Mrs Helen Stephens
Helen Stephens was thirty when war broke out. She was married to William (Billie) Stephens hairdresser and tobacconist. They had two children Maude (4) and Kenneth (2). Billie was well regarded as a local entertainer doing an act with hugely long shoes (shown opposite and now in the Southam Heritage Collection) that imitated a popular music hall artist of the time. Helen had plenty to keep her busy as she worked with her husband in the shop in Market Hill, and looked after the family and a lodger.
She was in the early group who passed the Red Cross First Aid examination in November of 1914 and became a VAD. Pictures taken in 1917 after the hospital opened show her smiling and seated with other experienced VADs. By then she would have been required to take a further course of lectures and the Red Cross written and practical examination in Home Nursing.
Helen Stephens died young in 1924. Southam people remember Helen and Billie’s daughter Maude, who carried on the men’s hair-dressing business and her archive of photographs passed, on via local historian Mary Williams, has richly contributed to the enduring record of the Southam VAD hospital.

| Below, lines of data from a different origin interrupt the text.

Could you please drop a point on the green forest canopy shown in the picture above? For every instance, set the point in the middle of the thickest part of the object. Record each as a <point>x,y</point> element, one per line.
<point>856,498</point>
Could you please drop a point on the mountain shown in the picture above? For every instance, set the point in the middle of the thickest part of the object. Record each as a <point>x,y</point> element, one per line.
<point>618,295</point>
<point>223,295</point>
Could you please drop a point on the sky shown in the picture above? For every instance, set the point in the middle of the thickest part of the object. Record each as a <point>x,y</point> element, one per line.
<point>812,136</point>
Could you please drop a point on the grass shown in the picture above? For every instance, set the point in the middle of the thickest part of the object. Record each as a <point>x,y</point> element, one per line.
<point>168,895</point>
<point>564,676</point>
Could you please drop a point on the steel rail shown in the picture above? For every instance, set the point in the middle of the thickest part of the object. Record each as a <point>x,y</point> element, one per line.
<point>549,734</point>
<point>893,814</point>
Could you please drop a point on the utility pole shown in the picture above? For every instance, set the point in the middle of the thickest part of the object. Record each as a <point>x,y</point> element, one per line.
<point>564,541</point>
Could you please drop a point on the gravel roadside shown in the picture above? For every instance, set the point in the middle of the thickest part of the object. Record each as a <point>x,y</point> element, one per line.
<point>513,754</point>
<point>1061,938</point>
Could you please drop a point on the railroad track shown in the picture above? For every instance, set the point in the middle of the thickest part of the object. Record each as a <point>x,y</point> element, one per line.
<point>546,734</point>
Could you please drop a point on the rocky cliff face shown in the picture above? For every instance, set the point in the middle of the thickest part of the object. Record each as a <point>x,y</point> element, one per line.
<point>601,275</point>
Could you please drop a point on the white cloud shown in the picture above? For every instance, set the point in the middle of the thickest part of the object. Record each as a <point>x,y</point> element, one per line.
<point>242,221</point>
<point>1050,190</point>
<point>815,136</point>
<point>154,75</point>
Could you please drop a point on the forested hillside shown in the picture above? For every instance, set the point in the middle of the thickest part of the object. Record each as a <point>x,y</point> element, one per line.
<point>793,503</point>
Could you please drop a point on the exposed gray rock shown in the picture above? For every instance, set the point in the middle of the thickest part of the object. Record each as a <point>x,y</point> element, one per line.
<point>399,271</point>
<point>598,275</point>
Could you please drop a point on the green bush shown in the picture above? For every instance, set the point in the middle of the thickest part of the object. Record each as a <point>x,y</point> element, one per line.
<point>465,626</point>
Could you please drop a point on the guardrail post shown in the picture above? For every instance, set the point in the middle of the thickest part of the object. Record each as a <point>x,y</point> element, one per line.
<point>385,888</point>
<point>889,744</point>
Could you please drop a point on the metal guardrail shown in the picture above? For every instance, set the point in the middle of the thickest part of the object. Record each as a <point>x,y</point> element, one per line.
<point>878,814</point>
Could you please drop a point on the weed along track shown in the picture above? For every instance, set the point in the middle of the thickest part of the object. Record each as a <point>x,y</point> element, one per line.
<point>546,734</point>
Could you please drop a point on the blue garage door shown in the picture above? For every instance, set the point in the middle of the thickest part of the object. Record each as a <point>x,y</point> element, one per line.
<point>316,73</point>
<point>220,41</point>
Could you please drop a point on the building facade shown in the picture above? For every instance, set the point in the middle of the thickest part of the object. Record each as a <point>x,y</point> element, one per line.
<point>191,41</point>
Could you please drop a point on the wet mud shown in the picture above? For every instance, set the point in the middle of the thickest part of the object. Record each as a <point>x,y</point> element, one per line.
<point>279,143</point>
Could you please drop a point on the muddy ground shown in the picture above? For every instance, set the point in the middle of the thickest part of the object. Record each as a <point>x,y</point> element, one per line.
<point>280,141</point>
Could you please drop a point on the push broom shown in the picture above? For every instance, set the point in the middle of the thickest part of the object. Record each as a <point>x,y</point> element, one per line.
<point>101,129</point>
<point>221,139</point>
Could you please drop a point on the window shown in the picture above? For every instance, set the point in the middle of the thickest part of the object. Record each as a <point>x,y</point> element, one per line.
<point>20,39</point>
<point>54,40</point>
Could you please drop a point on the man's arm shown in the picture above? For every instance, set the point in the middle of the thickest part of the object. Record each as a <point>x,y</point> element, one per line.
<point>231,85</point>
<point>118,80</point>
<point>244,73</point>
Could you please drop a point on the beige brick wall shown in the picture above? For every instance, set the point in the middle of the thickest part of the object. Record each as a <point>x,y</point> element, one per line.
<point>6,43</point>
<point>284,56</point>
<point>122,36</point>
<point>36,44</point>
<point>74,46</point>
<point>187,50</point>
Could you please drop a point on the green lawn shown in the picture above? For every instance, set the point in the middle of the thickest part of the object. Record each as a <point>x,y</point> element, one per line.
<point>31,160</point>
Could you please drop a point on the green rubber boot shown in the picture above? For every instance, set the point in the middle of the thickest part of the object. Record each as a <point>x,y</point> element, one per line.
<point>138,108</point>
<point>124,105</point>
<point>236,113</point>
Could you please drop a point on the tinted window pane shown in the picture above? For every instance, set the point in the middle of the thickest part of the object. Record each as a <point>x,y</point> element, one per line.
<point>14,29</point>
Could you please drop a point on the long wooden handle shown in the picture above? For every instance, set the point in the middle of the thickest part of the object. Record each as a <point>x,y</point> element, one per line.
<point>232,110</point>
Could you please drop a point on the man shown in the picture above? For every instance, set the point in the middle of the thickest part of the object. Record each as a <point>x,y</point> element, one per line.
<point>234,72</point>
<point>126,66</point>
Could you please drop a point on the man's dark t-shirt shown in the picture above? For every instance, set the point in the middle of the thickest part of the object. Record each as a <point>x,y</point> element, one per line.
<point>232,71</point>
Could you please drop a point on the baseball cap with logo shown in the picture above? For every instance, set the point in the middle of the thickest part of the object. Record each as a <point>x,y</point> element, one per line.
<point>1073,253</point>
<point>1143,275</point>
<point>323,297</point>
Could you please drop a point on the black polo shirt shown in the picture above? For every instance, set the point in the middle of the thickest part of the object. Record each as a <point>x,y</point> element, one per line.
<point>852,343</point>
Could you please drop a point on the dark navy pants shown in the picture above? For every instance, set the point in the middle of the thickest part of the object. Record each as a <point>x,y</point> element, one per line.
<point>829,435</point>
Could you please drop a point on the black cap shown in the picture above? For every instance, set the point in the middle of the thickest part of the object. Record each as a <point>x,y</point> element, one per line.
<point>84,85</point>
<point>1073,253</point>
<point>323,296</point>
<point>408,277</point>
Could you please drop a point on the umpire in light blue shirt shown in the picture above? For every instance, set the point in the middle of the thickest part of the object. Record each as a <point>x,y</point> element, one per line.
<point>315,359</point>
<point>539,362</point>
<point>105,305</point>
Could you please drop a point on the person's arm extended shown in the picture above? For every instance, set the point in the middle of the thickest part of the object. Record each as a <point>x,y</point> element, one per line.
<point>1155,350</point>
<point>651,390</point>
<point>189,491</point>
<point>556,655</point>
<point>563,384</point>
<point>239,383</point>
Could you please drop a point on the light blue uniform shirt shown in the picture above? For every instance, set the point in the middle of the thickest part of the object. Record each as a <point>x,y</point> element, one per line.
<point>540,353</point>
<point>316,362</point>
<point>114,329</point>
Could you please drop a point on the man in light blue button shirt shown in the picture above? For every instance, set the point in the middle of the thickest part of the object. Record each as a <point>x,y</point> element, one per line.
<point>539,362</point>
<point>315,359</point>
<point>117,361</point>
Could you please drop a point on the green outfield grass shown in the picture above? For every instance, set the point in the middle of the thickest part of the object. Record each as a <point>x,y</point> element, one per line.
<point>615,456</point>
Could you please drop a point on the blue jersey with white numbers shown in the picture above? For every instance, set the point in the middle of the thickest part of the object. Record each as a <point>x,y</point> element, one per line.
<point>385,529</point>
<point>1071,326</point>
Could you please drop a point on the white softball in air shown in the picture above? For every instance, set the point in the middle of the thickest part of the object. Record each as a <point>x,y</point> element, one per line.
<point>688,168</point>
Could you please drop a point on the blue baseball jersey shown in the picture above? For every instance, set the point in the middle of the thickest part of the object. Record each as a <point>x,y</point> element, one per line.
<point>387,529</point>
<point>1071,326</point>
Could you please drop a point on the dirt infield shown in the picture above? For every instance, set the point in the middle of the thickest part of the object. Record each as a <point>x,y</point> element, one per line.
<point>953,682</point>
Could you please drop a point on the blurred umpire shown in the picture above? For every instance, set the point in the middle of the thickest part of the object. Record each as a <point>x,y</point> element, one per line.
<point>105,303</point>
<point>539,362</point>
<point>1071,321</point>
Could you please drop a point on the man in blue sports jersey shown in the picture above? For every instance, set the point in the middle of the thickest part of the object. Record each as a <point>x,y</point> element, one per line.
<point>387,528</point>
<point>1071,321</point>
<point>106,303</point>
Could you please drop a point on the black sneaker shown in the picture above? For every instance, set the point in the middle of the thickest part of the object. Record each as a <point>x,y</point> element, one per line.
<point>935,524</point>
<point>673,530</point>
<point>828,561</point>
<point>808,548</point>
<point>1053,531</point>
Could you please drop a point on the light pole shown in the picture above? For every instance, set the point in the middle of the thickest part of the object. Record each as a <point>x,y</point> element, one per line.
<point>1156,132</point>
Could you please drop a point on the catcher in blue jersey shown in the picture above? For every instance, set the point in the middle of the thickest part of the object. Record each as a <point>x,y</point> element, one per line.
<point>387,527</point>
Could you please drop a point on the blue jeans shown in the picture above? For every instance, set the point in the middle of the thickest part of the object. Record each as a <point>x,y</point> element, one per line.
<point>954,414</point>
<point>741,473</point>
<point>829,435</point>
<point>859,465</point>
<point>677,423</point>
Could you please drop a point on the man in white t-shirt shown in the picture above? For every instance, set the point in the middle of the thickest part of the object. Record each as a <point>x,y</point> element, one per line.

This card, showing forty injured soldiers in August 1917 was sent to Helen Stephens by one of the patients, Jack Rand.
Donated to the Southam Heritage Collection is a rare framed set of thirty-six WWI cartoons by F. Mckain, one of which is shown below.
These postcards were on display for decades in William Stephen’s shop and are remembered by Southam old timers. They were probably collected during Helen’s time as a VAD when her husband Billie was serving in France where he was a barber. They are an insight into the issues that aggravated or amused the British Tommy.